Well I'm just learning Python and I'm experiencing some strange behavior. I guess that garbage collector is responsible for that but I'm not sure.
SORRY LADS I MESSED UP THE QUESTION
I wanted reproduce some weirdness I was getting while using some library without that library but I failed miserably.
So second try:
I'm using python API of Autodesk Maya. It is just python wrap around existing C++ API.
So this code:
import maya.OpenMaya as om
Q = om.MQuaternion(1,2,3,4).conjugateIt()
P = om.MQuaternion(6,6,6,6)
print(Q[0],Q[1],Q[2],Q[3])
print(type(Q))
print(type(P))
produces this output:
(6.0, 6.0, 6.0, 6.0)
<class 'maya.OpenMaya.MQuaternion'>
<class 'maya.OpenMaya.MQuaternion'>
So both P,Q
are of type MQuaternion
but Q
does not hold the data it should hold.
Here you can find documentation for MQuaternion
class. conjugateIt
is conjugation in place and returns by reference.
So what went wrong now ?
Here goes the old question which is just wrong :D
In C++ I'm used to do thing like this.
complex<float> c = complex<float>(1,2).conjInPlace()

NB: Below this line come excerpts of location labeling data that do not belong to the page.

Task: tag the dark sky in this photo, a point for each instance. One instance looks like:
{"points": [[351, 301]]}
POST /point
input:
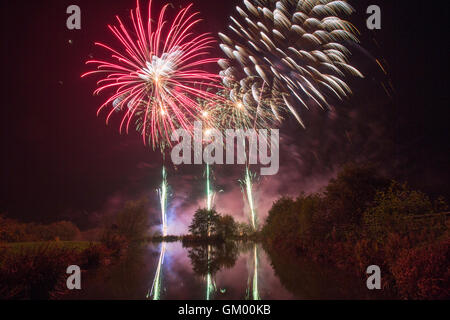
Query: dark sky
{"points": [[61, 161]]}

conjInPlace() is conjugation in place
But if I do something similar in python I get into trouble
class testClass:
def __init__(self,_a,_b):
self.a = _a
self.b = _b
def alterMe(self):
self.b = 123
A = testClass(1,2)
A.alterMe()
print(A.a,A.b)
B = testClass(0,0)
B = testClass(3,4).alterMe()
print(B)
gives me output:
1 123
None
I guess that because object returned by testClass(3,4)
is not immediately referenced by something so it gets deleted.
So why is this happening? How to watch out for this kind of things?